A retrospective analysis of confirmed ischemic stroke patients who underwent acute CTP and follow-up magnetic resonance imaging between 2010 and 2018 was performed. Brain noncontrast computed tomography and CTP were assessed independently by 2 stroke neurologists. Receiver operating characteristic curve analysis was performed to estimate sensitivity, specificity, and area under the curve (AUC) for the detection of strokes in patients with lacunar syndromes using different CTP maps.

RESULTS

We found 106 clinical lacunar syndromes, but on diffusion-weighted imaging, these consisted of 59 lacunar, 33 cortical, and 14 posterior fossa strokes.

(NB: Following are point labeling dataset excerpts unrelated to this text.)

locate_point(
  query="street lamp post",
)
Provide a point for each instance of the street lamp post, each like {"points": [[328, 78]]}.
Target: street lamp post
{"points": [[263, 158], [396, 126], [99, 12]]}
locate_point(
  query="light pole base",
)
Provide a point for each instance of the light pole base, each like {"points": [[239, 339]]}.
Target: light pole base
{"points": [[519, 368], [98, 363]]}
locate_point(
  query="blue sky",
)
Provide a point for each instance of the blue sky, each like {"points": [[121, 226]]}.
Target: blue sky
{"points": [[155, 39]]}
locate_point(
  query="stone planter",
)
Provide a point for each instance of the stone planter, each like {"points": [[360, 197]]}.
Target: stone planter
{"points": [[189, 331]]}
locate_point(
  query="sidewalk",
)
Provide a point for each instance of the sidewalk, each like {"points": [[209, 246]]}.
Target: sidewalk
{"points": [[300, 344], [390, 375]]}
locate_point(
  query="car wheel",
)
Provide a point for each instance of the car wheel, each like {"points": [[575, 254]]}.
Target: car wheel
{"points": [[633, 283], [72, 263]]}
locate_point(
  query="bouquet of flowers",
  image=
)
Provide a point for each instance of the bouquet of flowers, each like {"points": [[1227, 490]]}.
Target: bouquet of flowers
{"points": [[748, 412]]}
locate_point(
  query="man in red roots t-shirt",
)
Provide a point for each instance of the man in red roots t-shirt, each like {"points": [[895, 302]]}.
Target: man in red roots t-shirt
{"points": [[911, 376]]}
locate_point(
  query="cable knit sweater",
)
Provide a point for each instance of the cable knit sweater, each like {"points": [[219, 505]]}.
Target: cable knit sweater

The discrimination of ischemia identification was very poor using noncontrast computed tomography in all 3 regions, but good for cortical (AUC, 0.82) and poor for subcortical and posterior regions (AUCs, 0.55 and 0.66) using automated core-penumbra maps. The addition of delay time and mean transient time maps substantially increased subcortical (AUC, 0.80) and slightly posterior stroke detection (AUC, 0.69).

CONCLUSIONS

Analysis of mean transient time and delay time maps in combination with core-penumbra maps improves detection of subcortical and posterior strokes.

摘要

背景与目的

腔隙综合征在影像学上与腔隙性卒中相关,占 50%至 60%。计算机断层灌注成像(CTP)已成为急性卒中分诊的首选影像学方法。我们旨在评估非对比 CT 和 CTP 在腔隙综合征以及皮质、皮质下和后颅窝区域的敏感性、特异性和预测值。

方法

对 2010 年至 2018 年间接受急性 CTP 和随访磁共振成像的确诊缺血性卒中患者进行了回顾性分析。由 2 位卒中神经病学家独立评估脑非对比 CT 和 CTP。使用不同的 CTP 图进行受试者工作特征曲线分析,以评估在有腔隙综合征的患者中检测卒中的敏感性、特异性和曲线下面积(AUC)。

结果

我们发现 106 例临床腔隙综合征,但在弥散加权成像上,这些综合征包括 59 例腔隙性、33 例皮质性和 14 例后颅窝卒中。在所有 3 个区域,非对比 CT 对缺血的识别都很差,但在皮质区域很好(AUC,0.82),而在皮质下和后颅窝区域较差(AUC 分别为 0.55 和 0.66)。使用自动核心-半影图,添加延迟时间和平均瞬变时间图大大提高了皮质下(AUC,0.80)和轻微的后颅窝卒中检测(AUC,0.69)。

结论

分析平均瞬变时间和延迟时间图结合核心-半影图可以提高皮质下和后颅窝卒中的检测。